Pinpointing Timing Delays in Complex SoCs

In-circuit monitors become essential to understand the causes of failures over time and under real-world operating conditions.

popularity

Telemetry circuits are becoming a necessity in complex heterogeneous chips and packages to show how these devices are behaving post-production, but fusing together relevant data to identify the sources of problems adds its own set of challenges.

In the past, engineering teams could build margin into chips to offset any type of variation. But at advanced nodes and in advanced packages, tolerances are so tight that small defects and/or fluctuations in power and temperature can reduce timing margin enough to cause a failure. As a result, engineering teams need to find the root causes of variation, and to monitor any changes throughout the expected lifetime of a device, which in some cases can be a decade or more.

There can be many causes for failures, but as more features are added into devices the potential for unexpected interactions increases. So does the number of factors that could have caused those failures. For example, due to the growing emphasis on hardware/software co-design and software-defined hardware, identifying the source of a software failure becomes much more difficult. The problem may stem from the software code itself, or it may arise from interactions between software and hardware with or without the presence of small defects.

Software applications can vary the functional workloads, bus transactions, and thermal profiles, and they can cause variation in localized power distribution, any of which can affect performance of digital circuits. Consequently, software engineers have found themselves outside their comfort zone because timing margin of a data path with respect to a clock path now can impact a set of code— something that previously was limited to design, test, and system engineers.

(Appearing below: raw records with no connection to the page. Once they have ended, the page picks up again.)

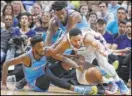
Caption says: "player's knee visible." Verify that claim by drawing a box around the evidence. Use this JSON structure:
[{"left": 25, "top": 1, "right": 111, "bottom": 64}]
[{"left": 62, "top": 63, "right": 72, "bottom": 70}]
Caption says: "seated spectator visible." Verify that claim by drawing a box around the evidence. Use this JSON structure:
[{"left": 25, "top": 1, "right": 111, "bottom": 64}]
[
  {"left": 31, "top": 3, "right": 42, "bottom": 17},
  {"left": 1, "top": 3, "right": 15, "bottom": 26},
  {"left": 1, "top": 15, "right": 17, "bottom": 63},
  {"left": 113, "top": 20, "right": 126, "bottom": 39},
  {"left": 14, "top": 12, "right": 36, "bottom": 37},
  {"left": 34, "top": 12, "right": 51, "bottom": 36},
  {"left": 22, "top": 0, "right": 36, "bottom": 13},
  {"left": 86, "top": 12, "right": 98, "bottom": 30},
  {"left": 127, "top": 4, "right": 132, "bottom": 21},
  {"left": 11, "top": 1, "right": 25, "bottom": 27},
  {"left": 79, "top": 4, "right": 89, "bottom": 16},
  {"left": 108, "top": 22, "right": 132, "bottom": 82},
  {"left": 106, "top": 7, "right": 126, "bottom": 34},
  {"left": 97, "top": 1, "right": 114, "bottom": 23},
  {"left": 96, "top": 19, "right": 113, "bottom": 48},
  {"left": 108, "top": 1, "right": 121, "bottom": 19}
]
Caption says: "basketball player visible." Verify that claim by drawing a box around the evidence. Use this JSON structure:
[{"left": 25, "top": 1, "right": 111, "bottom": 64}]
[
  {"left": 49, "top": 28, "right": 129, "bottom": 94},
  {"left": 1, "top": 36, "right": 98, "bottom": 94},
  {"left": 46, "top": 1, "right": 89, "bottom": 46}
]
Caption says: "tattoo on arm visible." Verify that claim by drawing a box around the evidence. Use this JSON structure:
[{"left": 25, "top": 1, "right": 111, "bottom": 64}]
[{"left": 62, "top": 57, "right": 78, "bottom": 68}]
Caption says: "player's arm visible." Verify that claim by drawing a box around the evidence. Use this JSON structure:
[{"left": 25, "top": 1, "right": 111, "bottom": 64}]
[
  {"left": 46, "top": 40, "right": 79, "bottom": 68},
  {"left": 2, "top": 54, "right": 28, "bottom": 88},
  {"left": 45, "top": 19, "right": 58, "bottom": 46},
  {"left": 84, "top": 34, "right": 108, "bottom": 56},
  {"left": 66, "top": 12, "right": 82, "bottom": 32}
]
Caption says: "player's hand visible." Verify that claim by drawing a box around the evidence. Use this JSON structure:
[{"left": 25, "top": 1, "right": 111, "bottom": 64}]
[
  {"left": 1, "top": 85, "right": 9, "bottom": 90},
  {"left": 77, "top": 65, "right": 84, "bottom": 73},
  {"left": 124, "top": 47, "right": 131, "bottom": 52}
]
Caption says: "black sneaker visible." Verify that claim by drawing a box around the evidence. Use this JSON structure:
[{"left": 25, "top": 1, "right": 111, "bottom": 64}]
[{"left": 15, "top": 78, "right": 27, "bottom": 90}]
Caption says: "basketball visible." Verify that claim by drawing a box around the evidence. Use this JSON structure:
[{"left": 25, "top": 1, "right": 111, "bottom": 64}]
[{"left": 85, "top": 67, "right": 102, "bottom": 84}]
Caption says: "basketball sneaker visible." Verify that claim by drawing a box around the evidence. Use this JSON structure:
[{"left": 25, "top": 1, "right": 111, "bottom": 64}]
[
  {"left": 112, "top": 60, "right": 119, "bottom": 70},
  {"left": 83, "top": 86, "right": 98, "bottom": 95},
  {"left": 108, "top": 82, "right": 118, "bottom": 94},
  {"left": 15, "top": 78, "right": 27, "bottom": 90},
  {"left": 115, "top": 79, "right": 129, "bottom": 95}
]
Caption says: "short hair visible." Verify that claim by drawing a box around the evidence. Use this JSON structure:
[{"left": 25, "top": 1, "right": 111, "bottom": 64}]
[
  {"left": 30, "top": 35, "right": 43, "bottom": 47},
  {"left": 2, "top": 3, "right": 14, "bottom": 16},
  {"left": 86, "top": 11, "right": 98, "bottom": 19},
  {"left": 78, "top": 4, "right": 89, "bottom": 12},
  {"left": 96, "top": 19, "right": 106, "bottom": 25},
  {"left": 119, "top": 20, "right": 126, "bottom": 25},
  {"left": 51, "top": 1, "right": 67, "bottom": 11},
  {"left": 98, "top": 1, "right": 108, "bottom": 7},
  {"left": 117, "top": 7, "right": 126, "bottom": 12},
  {"left": 4, "top": 14, "right": 13, "bottom": 20},
  {"left": 18, "top": 12, "right": 30, "bottom": 21},
  {"left": 69, "top": 28, "right": 82, "bottom": 38}
]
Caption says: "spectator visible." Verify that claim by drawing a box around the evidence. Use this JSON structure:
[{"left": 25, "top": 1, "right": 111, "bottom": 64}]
[
  {"left": 96, "top": 19, "right": 113, "bottom": 48},
  {"left": 113, "top": 20, "right": 126, "bottom": 39},
  {"left": 127, "top": 4, "right": 132, "bottom": 21},
  {"left": 14, "top": 12, "right": 36, "bottom": 37},
  {"left": 36, "top": 1, "right": 54, "bottom": 10},
  {"left": 22, "top": 0, "right": 36, "bottom": 13},
  {"left": 0, "top": 1, "right": 6, "bottom": 15},
  {"left": 1, "top": 15, "right": 17, "bottom": 63},
  {"left": 79, "top": 4, "right": 89, "bottom": 16},
  {"left": 34, "top": 12, "right": 51, "bottom": 36},
  {"left": 86, "top": 12, "right": 98, "bottom": 30},
  {"left": 32, "top": 3, "right": 42, "bottom": 17},
  {"left": 109, "top": 21, "right": 132, "bottom": 82},
  {"left": 97, "top": 1, "right": 114, "bottom": 23},
  {"left": 28, "top": 13, "right": 34, "bottom": 28},
  {"left": 11, "top": 1, "right": 25, "bottom": 17},
  {"left": 1, "top": 3, "right": 13, "bottom": 22},
  {"left": 106, "top": 7, "right": 126, "bottom": 34},
  {"left": 11, "top": 1, "right": 25, "bottom": 27},
  {"left": 108, "top": 1, "right": 121, "bottom": 19}
]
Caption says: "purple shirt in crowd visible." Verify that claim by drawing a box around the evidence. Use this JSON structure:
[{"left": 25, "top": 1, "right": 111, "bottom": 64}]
[
  {"left": 103, "top": 31, "right": 113, "bottom": 44},
  {"left": 13, "top": 28, "right": 36, "bottom": 37},
  {"left": 114, "top": 35, "right": 131, "bottom": 49}
]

That’s just one facet of the problem. At advanced CMOS process nodes, signal paths with just enough timing margin are susceptible to small defects, as well as variations in heat, processes, or power rails. Any of these can cause signal delays. And because they cannot be guard-banded, they must be monitored. As a result, demand is surging for in-circuit monitors that measure timing margins during functional operation, augmenting existing methods that utilize ring oscillators and local copies of a set of paths used for part characterization. This is proving useful both for new product introductions and to understand the causes of failures — at time zero and during field operation.

The difference between the assumed mission profile and actual field usage adds yet another set of issues. This can be caused by different environments, applications, or use cases, and in some cases it can result in accelerated circuit aging and longer digital path delays. The setting of Vmin, i.e., the lowest voltage setting that still ensures desired circuit performance, can cause other problems.

Power usage is of particular concern for data centers and automotive chips. As a result, SoC designs for both target applications are incorporating more and more telemetry circuits (also known as on-chip monitors).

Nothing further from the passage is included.